U.S. President Joe Biden and Iraqi Prime Minister Mustafa al-Kadhimi sealed an agreement on Monday formally ending the U.S. combat mission in Iraq by the end of 2021, but American forces will still operate there in an advisory role.
The agreement comes at a politically delicate time for the Iraqi government and could be a boost for Baghdad. Mr. Kadhimi has faced increasing pressure from Iran-aligned parties and paramilitary groups who oppose the U.S. military role in the country.
Mr. Biden and Mr. Kadhimi met in the Oval Office for their first face-to-face talks as part of a strategic dialogue between the United States and Iraq.
“Our role in Iraq will be ... to be available, to continue to train, to assist, to help and to deal with ISIS as it arises, but we’re not going to be, by the end of the year, in a combat mission,” Mr. Biden told reporters. There are currently 2,500 U.S. troops in Iraq focusing on countering the remnants of Islamic State. The U.S. role in Iraq will shift entirely to training and advising the Iraqi military to defend itself.

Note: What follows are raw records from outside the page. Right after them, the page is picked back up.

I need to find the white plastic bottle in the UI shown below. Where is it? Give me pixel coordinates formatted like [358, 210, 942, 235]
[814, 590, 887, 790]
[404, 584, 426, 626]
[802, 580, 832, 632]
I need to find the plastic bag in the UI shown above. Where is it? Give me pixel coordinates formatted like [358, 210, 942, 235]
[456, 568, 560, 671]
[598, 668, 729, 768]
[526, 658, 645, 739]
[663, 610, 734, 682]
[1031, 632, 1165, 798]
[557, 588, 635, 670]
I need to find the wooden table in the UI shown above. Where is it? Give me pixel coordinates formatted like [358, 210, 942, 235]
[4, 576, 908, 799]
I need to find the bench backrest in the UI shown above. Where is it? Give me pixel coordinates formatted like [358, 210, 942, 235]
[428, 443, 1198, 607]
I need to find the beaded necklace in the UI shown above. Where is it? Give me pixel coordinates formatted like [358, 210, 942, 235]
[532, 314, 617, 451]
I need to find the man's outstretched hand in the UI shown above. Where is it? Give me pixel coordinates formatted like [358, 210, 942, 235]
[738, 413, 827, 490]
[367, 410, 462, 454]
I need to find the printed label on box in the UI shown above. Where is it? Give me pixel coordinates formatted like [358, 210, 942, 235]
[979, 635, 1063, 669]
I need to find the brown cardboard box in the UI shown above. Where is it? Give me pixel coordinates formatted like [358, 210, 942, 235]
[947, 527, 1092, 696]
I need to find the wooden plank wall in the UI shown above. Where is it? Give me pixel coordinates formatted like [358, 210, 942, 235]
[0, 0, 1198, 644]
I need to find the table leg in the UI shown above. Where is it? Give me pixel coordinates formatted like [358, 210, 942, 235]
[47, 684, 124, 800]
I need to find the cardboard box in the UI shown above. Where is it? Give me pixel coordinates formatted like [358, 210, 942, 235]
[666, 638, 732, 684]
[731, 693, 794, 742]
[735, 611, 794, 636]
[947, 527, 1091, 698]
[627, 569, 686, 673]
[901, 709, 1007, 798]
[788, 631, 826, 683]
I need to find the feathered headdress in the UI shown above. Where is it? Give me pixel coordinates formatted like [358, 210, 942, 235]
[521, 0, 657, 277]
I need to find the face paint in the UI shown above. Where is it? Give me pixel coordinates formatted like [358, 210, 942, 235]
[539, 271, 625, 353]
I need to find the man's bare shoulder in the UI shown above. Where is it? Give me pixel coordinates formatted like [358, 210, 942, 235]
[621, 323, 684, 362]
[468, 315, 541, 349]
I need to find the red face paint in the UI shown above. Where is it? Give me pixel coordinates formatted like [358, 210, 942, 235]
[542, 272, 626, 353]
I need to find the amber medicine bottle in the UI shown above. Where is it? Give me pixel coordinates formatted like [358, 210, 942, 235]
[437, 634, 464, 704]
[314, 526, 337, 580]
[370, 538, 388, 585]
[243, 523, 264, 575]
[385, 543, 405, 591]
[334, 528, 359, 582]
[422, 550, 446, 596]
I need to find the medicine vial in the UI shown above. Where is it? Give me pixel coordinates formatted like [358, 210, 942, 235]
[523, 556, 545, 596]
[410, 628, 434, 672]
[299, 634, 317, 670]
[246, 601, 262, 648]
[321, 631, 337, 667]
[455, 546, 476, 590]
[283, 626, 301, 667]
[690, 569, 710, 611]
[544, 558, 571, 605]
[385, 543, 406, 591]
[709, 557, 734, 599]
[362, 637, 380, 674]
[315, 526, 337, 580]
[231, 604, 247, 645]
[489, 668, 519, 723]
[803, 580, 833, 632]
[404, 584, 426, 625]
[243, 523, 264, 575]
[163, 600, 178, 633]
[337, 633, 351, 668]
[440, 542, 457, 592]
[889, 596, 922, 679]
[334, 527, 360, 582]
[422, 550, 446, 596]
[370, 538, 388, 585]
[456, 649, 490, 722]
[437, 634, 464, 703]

For Mr. Biden, the deal to end the combat mission in Iraq follows decisions to carry out an unconditional withdrawal from Afghanistan and wrap up the U.S. military mission there by the end of August.
Together with his agreement on Iraq, the Democratic President is moving to formally complete U.S. combat missions in the two wars that then-President George W. Bush began under his watch nearly two decades ago. A U.S.-led coalition invaded Iraq in March 2003 based on charges that then-Iraqi leader Saddam Hussein’s government possessed weapons of mass destruction. Saddam was ousted from power, but such weapons were never found.
In recent years, the U.S. mission was focused on helping defeat the IS militants in Iraq and Syria.
Mr. Kadhimi, who is seen as friendly to the U.S., has tried to check the power of Iran-aligned militias. But his government condemned U.S. air strikes against Iran-aligned fighters along its border with Syria in late June, calling it a violation of Iraqi sovereignty. In remarks to a small group of reporters after the talks, Mr. Kadhimi stressed that his government was responsible for responding to such attacks. He acknowledged that he had reached out to Tehran to address them. “We speak to Iranians and others in an attempt to put a limit to these attacks, which are undermining Iraq and its role,” he said.
Several powerful pro-Iran groups in Iraq welcomed an announcement by the U.S.
Conquest Alliance, the political wing of Iraq’s Hashed-al-Shaabi paramilitary network, which is dominated by pro-Iran groups, said it considered Mr. Biden’s announcement “to be a positive step towards the full sovereignty of Iraq”. “We hope that it will materialise on the ground.”